顔が緩んで、幸せな笑顔を浮かべる。絶世という言葉すら通り越す絶世の美女の笑顔は、それだけで見る人の魂を引き寄せてしまうかと思われる。
しかし、実際に浮かべている笑顔はどこまでも不気味で醜悪な物だ。見る人に嫌悪感を呼び込み、距離を置きたくなる。
本来なら心が温かくなる筈の笑顔が地獄の悪鬼でも浮かべられない様な笑みになっている。わざわざそんな顔になっている理由は一つ、すぐ後ろに一人の男が歩いている為だ。
「俺が若い頃はさ、町は腐りきってて、道端には物乞いが居て路地には売春婦や殺人鬼が居る事がもう当然だったんだよな」
独り言の様な事を言ってくる男が、後ろに居る。女がどんな笑顔を浮かべているかはその場からでは見えないのだろう。何か調子に乗る様な声で自慢げに話している。
その男は、カナエによって首筋へ一本の線を作られてしまった者だ。コルムという名前をした男である。
彼の首筋に斬りつけた時の事をカナエはよく覚えている。自分の異常さを見せつける為とは言え、怖がらせてしまったとカナエは少しだけ負い目を感じていた。
「路地に一歩入れば麻薬中毒者と機関銃を持った連中がウロウロしてたんだよな。でもまあ、そんな時代を潜って俺は生きてる訳だ。凄いだろ?」
何やら自慢げに喋っては居る物の、コルムは絶対に女の顔を見ようとはしない。言葉の中にも自然体ではない雰囲気が含まれている。
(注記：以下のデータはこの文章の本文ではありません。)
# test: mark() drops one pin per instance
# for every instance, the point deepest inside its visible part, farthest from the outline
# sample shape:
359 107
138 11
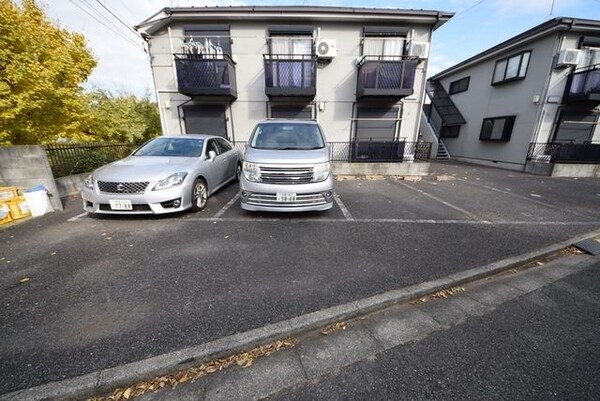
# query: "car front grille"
270 200
136 208
123 187
286 175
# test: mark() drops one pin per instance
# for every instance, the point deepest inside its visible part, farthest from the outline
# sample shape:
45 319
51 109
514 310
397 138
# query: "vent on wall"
568 57
326 49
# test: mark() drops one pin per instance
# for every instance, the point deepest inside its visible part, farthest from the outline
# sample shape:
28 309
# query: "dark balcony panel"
384 77
206 76
583 86
554 152
287 75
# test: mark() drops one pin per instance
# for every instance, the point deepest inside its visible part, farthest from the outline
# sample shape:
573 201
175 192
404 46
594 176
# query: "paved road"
103 292
542 346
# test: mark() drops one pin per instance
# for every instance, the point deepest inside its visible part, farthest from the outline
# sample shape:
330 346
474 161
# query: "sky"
123 66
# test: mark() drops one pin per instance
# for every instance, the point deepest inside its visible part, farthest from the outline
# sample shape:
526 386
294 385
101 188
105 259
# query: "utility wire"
468 8
129 40
118 18
104 17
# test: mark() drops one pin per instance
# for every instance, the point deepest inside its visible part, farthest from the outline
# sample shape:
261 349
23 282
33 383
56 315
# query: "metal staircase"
442 152
447 117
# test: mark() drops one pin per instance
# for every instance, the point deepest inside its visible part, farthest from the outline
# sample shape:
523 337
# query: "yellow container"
8 193
4 213
18 208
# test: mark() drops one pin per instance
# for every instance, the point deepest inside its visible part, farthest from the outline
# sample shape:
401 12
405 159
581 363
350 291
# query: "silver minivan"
286 168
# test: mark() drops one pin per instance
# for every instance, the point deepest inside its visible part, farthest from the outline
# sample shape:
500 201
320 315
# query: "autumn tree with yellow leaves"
42 67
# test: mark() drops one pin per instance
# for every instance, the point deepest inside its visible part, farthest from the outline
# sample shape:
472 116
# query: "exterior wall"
336 81
27 166
482 100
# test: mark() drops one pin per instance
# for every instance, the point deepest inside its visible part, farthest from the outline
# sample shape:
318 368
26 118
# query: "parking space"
103 291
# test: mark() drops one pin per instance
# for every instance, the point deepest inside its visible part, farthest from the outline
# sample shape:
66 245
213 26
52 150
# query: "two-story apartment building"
359 72
529 103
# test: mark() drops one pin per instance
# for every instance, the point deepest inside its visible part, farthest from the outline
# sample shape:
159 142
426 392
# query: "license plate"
120 205
286 197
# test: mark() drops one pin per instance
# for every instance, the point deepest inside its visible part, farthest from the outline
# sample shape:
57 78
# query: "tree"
124 118
41 69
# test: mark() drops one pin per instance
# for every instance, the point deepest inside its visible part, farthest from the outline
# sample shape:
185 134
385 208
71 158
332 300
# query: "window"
376 124
497 128
575 126
462 85
511 69
291 111
387 42
205 119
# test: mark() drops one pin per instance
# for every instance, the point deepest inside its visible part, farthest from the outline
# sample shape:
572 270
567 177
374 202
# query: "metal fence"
67 159
561 152
373 151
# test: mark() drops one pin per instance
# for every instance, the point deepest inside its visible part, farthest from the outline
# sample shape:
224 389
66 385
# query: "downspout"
541 114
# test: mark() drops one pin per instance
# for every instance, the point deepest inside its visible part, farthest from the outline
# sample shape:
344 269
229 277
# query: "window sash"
511 68
392 47
497 128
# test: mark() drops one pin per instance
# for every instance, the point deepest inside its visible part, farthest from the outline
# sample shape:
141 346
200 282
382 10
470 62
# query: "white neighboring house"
530 103
360 72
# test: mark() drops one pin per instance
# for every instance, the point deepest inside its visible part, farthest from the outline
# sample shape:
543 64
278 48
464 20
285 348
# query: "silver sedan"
167 174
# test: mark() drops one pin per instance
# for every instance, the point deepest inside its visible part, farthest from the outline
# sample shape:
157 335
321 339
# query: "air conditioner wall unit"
326 48
568 57
418 49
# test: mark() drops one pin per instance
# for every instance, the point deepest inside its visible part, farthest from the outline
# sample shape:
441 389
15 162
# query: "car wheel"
238 172
199 195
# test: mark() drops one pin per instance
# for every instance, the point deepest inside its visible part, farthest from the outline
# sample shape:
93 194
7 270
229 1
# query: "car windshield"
287 136
172 147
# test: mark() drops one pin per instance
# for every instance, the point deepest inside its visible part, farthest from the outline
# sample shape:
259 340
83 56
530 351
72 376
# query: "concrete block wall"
27 166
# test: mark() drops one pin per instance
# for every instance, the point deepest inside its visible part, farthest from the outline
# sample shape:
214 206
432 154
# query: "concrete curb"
105 380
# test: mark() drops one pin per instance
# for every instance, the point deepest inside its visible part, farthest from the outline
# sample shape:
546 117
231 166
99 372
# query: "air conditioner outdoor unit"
418 49
326 49
568 57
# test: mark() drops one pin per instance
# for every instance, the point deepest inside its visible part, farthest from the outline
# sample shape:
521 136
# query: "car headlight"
89 182
171 181
321 171
251 172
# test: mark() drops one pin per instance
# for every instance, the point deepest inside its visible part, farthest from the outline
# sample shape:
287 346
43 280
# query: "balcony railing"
201 76
558 152
386 76
583 86
290 75
372 151
379 151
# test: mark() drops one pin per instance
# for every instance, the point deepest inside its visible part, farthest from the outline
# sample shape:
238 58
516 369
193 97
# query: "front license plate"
286 197
120 205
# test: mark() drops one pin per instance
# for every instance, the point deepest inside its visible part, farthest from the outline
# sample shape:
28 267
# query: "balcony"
583 86
198 76
386 76
290 75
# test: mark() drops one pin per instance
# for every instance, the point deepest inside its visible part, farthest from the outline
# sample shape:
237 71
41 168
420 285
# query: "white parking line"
463 211
75 218
343 207
396 221
226 207
548 205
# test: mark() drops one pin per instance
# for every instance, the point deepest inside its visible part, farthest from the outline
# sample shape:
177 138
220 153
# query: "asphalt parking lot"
106 291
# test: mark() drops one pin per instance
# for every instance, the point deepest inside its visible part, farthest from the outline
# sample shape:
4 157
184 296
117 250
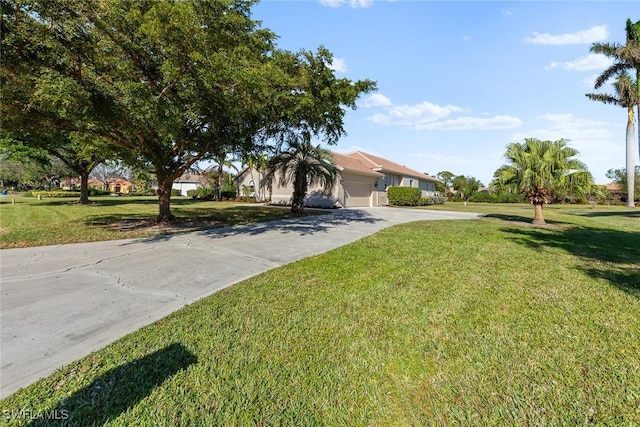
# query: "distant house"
615 190
363 182
114 186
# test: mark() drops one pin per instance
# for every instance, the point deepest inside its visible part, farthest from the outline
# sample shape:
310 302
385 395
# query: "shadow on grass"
614 255
316 224
518 218
116 201
119 389
192 219
627 214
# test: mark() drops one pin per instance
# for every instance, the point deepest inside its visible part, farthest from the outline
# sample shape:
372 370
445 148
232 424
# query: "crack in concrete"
75 267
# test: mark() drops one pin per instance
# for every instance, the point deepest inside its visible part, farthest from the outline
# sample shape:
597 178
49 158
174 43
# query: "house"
616 192
363 182
189 181
114 186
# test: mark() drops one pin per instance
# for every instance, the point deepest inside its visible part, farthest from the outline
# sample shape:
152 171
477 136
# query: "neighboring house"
363 181
615 190
115 186
189 181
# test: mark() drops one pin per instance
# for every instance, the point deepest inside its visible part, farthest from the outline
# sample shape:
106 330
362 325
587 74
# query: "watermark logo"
30 414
----演技、か……うーん、怖がらせてしまったかなぁ。
努めて恐れない様に、刀の標的にならない為にと軽い雰囲気で話すコルムの声はどこか無理がある。
カナエは少しだけ悲しくなった。演技の為に必要な行動ではあったが、流石に怖がらせすぎてしまったらしい。
コルムの話す内容は昔の話だ。カナエがまだ少女だった時代と認識しているのだろう。昔の懐かしい話でもするかの様な色が見て取れた。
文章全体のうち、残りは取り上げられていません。